In 1935 against Notre Dame before a capacity crowd of 78,114 in Yankee Stadium, it was Meyer’s 41-yard first-quarter TD pass and stellar performance in a 6-6 tie that brought him into the limelight. The press recognition eventually led to his All-American mention and then to his being named runner-up to the University of Chicago’s Jay Berwanger in the first-ever Heisman Trophy vote that year.

However, Meyer’s fondest memory of the season was the stalemate with the Fighting Irish and what happened after the game. Meyer said he was resting by the locker-room door when someone started knocking on it. Opening the door, Meyer was startled to see Notre Dame head coach Elmer Layden, one of the immortal Four Horsemen, along with Irish players.

Layden said, “Hey kid, go get Monk Meyer, we want to congratulate him on the great game he played against us.”

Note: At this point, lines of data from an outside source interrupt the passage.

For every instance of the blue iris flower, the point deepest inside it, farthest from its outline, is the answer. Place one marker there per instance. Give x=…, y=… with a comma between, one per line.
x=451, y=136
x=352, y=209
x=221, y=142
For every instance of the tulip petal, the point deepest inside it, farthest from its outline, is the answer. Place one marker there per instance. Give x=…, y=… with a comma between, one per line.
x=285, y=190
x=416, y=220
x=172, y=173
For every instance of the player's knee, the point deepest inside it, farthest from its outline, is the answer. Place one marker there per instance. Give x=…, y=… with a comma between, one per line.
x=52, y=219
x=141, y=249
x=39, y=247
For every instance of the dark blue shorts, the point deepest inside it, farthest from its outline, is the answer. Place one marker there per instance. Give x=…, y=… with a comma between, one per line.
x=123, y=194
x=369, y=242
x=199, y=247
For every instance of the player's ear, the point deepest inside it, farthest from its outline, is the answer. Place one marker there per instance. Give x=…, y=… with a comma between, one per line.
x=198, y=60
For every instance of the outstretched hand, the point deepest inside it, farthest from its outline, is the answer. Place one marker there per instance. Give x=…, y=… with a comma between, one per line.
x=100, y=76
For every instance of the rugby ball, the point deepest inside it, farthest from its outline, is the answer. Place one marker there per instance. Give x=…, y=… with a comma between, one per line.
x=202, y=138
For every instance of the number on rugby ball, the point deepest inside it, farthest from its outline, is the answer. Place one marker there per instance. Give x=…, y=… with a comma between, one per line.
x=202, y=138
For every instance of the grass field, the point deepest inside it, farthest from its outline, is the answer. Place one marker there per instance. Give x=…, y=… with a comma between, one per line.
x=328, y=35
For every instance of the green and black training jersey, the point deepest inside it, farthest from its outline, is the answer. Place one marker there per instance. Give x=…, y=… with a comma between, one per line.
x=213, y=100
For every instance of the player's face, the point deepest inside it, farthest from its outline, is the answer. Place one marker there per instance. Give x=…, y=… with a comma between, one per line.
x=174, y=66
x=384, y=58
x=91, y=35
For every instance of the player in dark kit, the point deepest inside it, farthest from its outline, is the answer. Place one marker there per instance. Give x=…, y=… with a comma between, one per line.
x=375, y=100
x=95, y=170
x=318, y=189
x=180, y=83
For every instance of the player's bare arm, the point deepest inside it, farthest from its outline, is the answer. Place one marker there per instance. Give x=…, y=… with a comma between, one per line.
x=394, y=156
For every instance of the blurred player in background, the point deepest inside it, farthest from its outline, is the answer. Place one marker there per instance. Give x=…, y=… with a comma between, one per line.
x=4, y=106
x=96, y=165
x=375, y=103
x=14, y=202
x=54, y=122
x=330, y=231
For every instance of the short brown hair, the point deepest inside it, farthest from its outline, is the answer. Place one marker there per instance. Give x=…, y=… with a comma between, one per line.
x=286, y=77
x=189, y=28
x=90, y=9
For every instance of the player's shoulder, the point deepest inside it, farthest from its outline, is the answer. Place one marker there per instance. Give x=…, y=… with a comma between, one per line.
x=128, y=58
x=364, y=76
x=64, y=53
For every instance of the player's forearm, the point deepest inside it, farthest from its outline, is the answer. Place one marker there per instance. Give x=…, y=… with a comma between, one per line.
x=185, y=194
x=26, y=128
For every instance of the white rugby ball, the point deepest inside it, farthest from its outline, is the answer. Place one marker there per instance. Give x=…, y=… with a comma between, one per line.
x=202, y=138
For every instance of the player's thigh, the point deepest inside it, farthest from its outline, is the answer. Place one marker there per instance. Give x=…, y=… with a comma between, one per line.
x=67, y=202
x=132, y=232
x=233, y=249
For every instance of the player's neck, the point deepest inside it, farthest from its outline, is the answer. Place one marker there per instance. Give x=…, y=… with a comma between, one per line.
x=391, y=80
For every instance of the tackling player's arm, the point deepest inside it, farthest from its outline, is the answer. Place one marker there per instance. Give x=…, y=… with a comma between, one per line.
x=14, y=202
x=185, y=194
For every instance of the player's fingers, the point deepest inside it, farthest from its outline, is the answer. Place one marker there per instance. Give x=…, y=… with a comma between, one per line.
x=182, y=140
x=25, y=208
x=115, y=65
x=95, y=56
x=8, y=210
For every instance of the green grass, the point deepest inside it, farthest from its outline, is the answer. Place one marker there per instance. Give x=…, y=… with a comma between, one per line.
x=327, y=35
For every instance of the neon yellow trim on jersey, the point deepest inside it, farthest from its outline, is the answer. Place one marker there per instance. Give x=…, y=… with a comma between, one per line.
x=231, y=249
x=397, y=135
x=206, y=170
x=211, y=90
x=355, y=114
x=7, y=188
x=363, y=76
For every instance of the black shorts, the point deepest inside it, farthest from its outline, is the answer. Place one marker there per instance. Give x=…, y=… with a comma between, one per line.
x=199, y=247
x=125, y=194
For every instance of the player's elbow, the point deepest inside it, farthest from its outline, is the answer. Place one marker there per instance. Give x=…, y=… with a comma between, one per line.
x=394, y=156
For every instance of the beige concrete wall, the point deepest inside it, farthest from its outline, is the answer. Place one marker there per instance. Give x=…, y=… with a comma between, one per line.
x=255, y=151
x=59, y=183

When the stunned Meyer replied that he was Monk Meyer, Layden continued, “Look kid, we’re not fooling around, we want to talk to Monk Meyer.’ “

Meyer then called over some of his teammates to verify to Layden that he indeed was Monk Meyer.

All the astonished Layden could mutter while looking at the smallish Meyer was, “Gee whiz.”

In 1936, Monk had another big day in Yankee Stadium. This time the Army ace outdueled famed Columbia passer and future Chicago Bear Hall of Fame quarterback Sid Luckman as the Black Knights prevailed, 27-16, over the Lions.

A pair of football shoes

In the book, “Coach Birney Crum and Allentown High,” attorney Ray Brennen, Meyer’s Allentown High classmate and lifelong friend, said of him: “He almost didn’t have a football career at Army let alone the resulting fame and honors because he was just one of over a hundred players trying out for the team when he got to West Point and a little guy to boot.

“It was Birney who got Monk a pair of football shoes that fit him properly so he could show his running skills, and it was Birney, while watching practice, who told the Army coaches to take Monk off the fifth team and put him in with the first unit to show them that he could get the job done.”

Meyer graduated from West Point in 1937 and led troops in the Pacific Theater under the overall command of Gen. Douglas MacArthur during World War II and again in Korea, and was wounded twice.

Among the numerous decorations he received were two Silver Stars and, for “extraordinary heroism,” the Distinguished Service Cross. It is the second-highest decoration in the United States, just below the Medal of Honor.